SpeD 2025 – Welcome message

The “SpeD 2025” Organizing Committee warmly invites you to attend the 13th Conference on Speech Technology and Human-Computer Dialogue, in Cluj-Napoca, Romania. The conference will be held in-person at the Technical University of Cluj-Napoca.

The conference will bring together scientists, developers, and professionals to present their work, meet colleagues, discuss new ideas, and build collaboration between university, research center, and commercial sector research groups. The technical program will include oral sessions, keynotes by renowned speakers, and demonstrations of latest research on a wide range of topics positioned at the forefront of science and engineering in speech technology and human-computer dialogue.

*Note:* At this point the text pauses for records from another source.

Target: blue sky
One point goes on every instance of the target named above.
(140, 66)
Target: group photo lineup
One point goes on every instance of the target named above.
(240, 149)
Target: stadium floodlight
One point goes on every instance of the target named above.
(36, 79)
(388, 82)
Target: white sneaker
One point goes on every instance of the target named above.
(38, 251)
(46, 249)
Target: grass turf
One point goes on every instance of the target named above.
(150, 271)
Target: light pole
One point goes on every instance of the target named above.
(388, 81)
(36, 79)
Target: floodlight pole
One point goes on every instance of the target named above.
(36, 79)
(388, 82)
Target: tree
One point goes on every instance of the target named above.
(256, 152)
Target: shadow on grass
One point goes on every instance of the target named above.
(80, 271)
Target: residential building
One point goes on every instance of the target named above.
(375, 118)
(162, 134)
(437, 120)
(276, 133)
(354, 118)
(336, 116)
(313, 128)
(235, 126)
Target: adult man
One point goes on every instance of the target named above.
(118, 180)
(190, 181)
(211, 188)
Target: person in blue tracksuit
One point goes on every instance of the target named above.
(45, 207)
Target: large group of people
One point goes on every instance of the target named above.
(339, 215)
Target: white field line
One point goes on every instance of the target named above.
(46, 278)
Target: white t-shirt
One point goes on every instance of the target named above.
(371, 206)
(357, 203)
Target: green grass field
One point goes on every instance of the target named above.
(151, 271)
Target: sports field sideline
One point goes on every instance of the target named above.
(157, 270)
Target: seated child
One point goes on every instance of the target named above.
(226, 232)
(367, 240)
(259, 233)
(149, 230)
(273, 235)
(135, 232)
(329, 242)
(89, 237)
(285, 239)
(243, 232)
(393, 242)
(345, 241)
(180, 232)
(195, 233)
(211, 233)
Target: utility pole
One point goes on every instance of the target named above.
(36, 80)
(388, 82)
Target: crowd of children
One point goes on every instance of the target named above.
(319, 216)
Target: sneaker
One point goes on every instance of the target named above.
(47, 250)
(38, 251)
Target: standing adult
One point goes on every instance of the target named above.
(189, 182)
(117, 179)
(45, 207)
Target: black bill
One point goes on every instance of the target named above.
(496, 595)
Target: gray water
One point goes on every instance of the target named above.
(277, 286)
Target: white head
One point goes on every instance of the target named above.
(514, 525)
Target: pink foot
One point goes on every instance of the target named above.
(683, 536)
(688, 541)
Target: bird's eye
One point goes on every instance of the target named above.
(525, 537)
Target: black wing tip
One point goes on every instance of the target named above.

The past editions of the “SpeD” conference series were sponsored by IEEE and EURASIP (technical sponsors), the proceedings being indexed by the IEEE Xplore® Digital Library, Scopus, and the Web of Science Conference Proceedings Citation Index (the WoS indexing process has not been finalized for the previous 2023 edition). This year, papers accepted and presented during the conference will also be submitted for inclusion into IEEE Xplore, subject to meeting IEEE Xplore’s scope and quality requirements, and for indexing in Web of Science.

Joint event

This year, the Language Data Space (LDS)  Workshop organised by the Research Institute for Artificial Intelligence “Mihai Drăgănescu”, Romanian Academy, will be co-located with “SpeD”.

Main Topics

  • Automatic Speech Recognition (ASR): algorithms, models, and systems for accurate and robust transcription of spoken language in diverse acoustic and linguistic conditions.
  • Audio Deepfakes and Forensics: detection, analysis, and prevention of manipulated or synthetic speech; forensic applications for speaker verification and authenticity assessment.
  • Text-to-Speech (TTS) Synthesis: neural and statistical approaches to generating natural, expressive, and intelligible synthetic speech.
  • Speech Emotion Recognition (SER): computational methods for analyzing affective and paralinguistic cues in speech.
  • Automatic Speaker Recognition and Diarization: techniques for speaker identification, verification, and segmentation in multi-speaker environments.
  • Audio and Speech Signal Processing: enhancement, separation, coding, and transformation of speech and audio signals.
  • Multimodal and Audio-Visual Speech Processing: integration of visual, linguistic, and contextual cues for improved understanding and synthesis of human communication.
  • Natural Language Processing (NLP): models and tools for understanding, generating, and interacting with human language, including dialogue systems and large language models.

Gold Partners

               

 

Schedule

  • Paper submission (5 – 6 pages, IEEE format): June 2, 2025 July 7, 2025.
  • Notification of acceptance and reviewers’ comments: August 15, 2025.
  • Submission of final papers: September 5, 2025.
  • Conference: October 19-22, 2025.